Yesterday, we made some tweaks to a couple of sections on the site with speed in mind. You may not have noticed them but they did happen. We've increased the speed at which gliphs appear on a writers page and reduced the loading time of the insights pages. The profile page changes are harder to spot as the gliphs always load in the background, but now they get there just that little bit faster. No, where the big gains have been made are on the insights pages.
If you've ever looked at your historical insight data you will have notice a very obvious lag in having them display and in some cases everything times out and you get an error page. We've managed to fix this problem and now historical insights data will load almost instantly.
And now for the science...
Ok I lied, it's not really science, more a technical discussion. Sorry! I think it's worth providing a little background to the problem before I jump into how we fixed the problem.
Here at Glipho we proud to say we use MongoDB to as our primary data store. Practically everything is stored in a Mongo database, except images. MongoDB has many great features, not least the ability to store information of any shape without requiring some form of formal schema. This does however, cause some issues.

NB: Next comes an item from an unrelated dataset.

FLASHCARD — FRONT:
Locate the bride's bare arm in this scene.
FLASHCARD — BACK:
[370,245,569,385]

In a tradition SQL database you tend to sit down and work out how the data will be shaped and stored, normally through a process of normalisation. After you've worked all that out you then work out what queries you might run and put indexes on queries that you know are going to be expensive. You might even go as far as using stored procedures to lock down the the types of queries run so that that you hit the correct indexes.

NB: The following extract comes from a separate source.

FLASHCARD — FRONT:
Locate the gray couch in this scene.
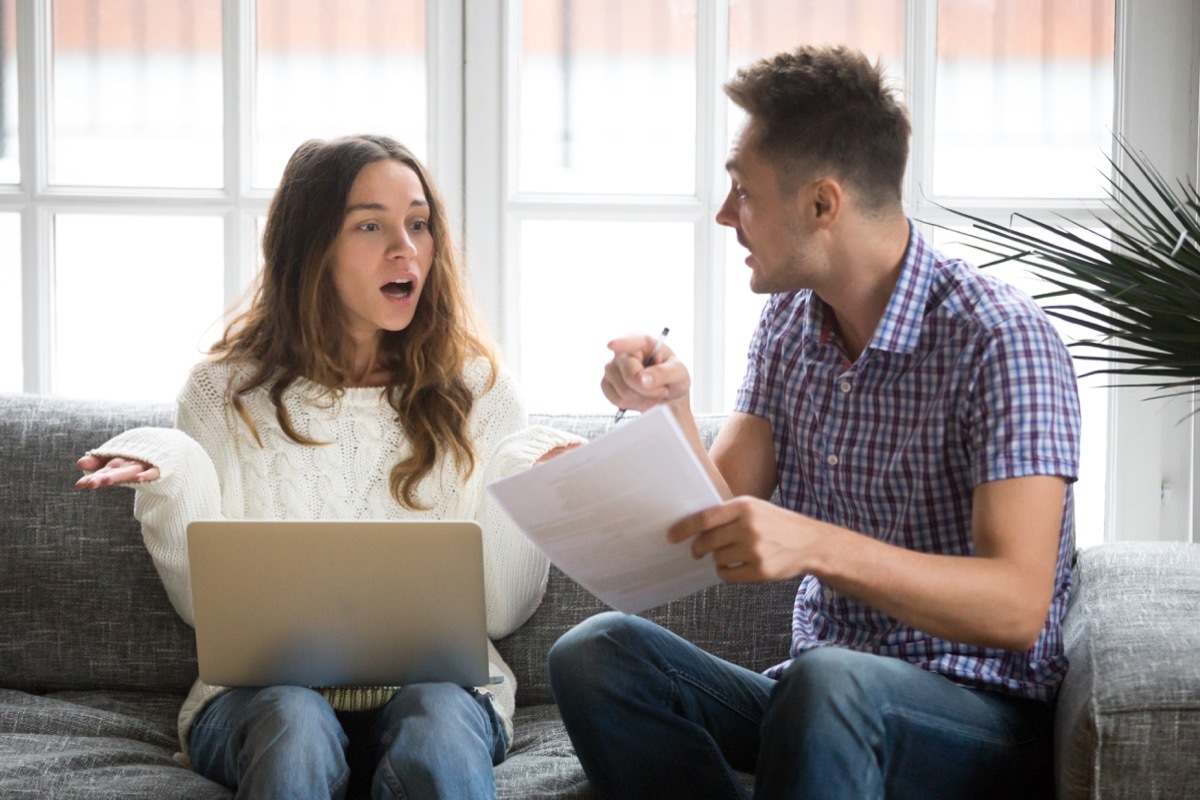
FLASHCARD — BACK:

With MongoDB it is easy to store data, almost too easy, and instead of working out what indexes might be needed you can end up just storing and retrieving documents without really thinking of what is going on in the database. This is especially the case where, like us, you use the C# Linq Drivers. You run a Linq query, some magic happens and you get a result, normally a fair bit later. Combine this with the lack of indexes and all of a sudden you have the potential for a massive performance problem. Thankfully, all this can be easily solved.
The black box problem
Now knowing what queries are being run is just as important as having indexes on data. Putting random indexes on without knowing what's happening is as helpful as pissing into the wind. Unfortunately, the C# Linq driver doesn't help with this, at least at first glance, that is until you realise there is a way to get the actual query JSON that will be sent to the database.
If you have a Linq query similar to that below, it's not immediately obvious as to how to get the actual MongoDB query.

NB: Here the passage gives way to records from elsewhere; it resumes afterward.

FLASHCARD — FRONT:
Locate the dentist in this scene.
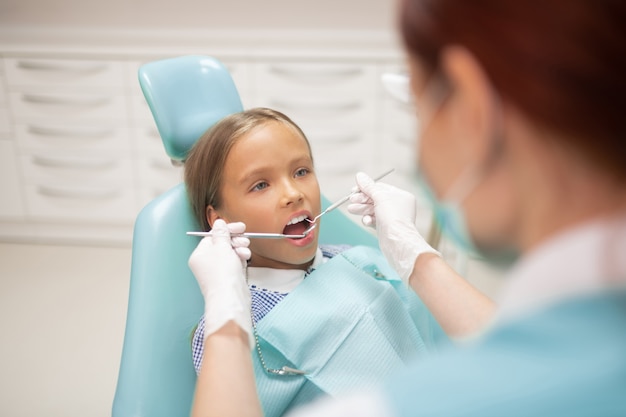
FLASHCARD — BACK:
[194,0,626,417]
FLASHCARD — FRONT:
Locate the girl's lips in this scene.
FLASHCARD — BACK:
[285,228,317,247]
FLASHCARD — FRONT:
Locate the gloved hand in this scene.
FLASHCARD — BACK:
[348,172,441,285]
[189,219,254,346]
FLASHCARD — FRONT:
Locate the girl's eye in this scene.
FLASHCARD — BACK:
[296,168,309,177]
[252,182,269,191]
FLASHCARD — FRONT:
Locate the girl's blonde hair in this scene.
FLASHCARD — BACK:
[184,108,313,231]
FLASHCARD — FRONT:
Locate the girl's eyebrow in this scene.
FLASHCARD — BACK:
[238,154,313,184]
[239,167,268,184]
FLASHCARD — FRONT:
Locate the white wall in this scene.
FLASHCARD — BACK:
[0,0,395,30]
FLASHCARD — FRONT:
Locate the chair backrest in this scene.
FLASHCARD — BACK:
[113,56,377,417]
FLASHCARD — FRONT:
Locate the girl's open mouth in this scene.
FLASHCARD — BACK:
[283,214,311,235]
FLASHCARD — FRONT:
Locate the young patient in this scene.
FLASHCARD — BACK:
[185,108,434,416]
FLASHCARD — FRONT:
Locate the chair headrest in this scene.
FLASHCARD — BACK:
[139,55,243,161]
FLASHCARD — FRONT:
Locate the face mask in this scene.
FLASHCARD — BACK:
[417,75,518,266]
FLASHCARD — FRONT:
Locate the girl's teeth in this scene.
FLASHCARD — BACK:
[287,215,307,226]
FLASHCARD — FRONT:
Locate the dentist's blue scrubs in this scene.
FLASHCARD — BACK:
[292,216,626,417]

MongoDatabase db = MongoDatabase.Create(connectionString); MongoCollection<BsonDocument> entitiesCollection = db.GetCollection(collectionName); IQueryable<SomeEntity> entities = entitiesCollection.AsQueryable<SomeEntity>(); entities = entities.Where(e => e.Name == "A Query");
However if you recast the entities object, like below, you will find the useful GetMongoQuery() method.
(entities as MongoQueryable<SomeEntity>).GetMongoQuery();
By calling this method you get the JSON for the query. Armed with this information you can now see what is going on. If, like us, you had written a Linq query without really caring how it would be queried then you'll probably need to start by rewriting the query, especially when do range queries as happens for historical insights data. The next bit is relatively simple; write indexes for the queries.
The moral of the story?
Know what you queries are doing. Have indexes for those queries. Just because MongoDB doesn't need them, doesn't mean you shouldn't have them. The moment your data set get over 1000 entries you really need indexes. No scratch that, you need indexes full stop!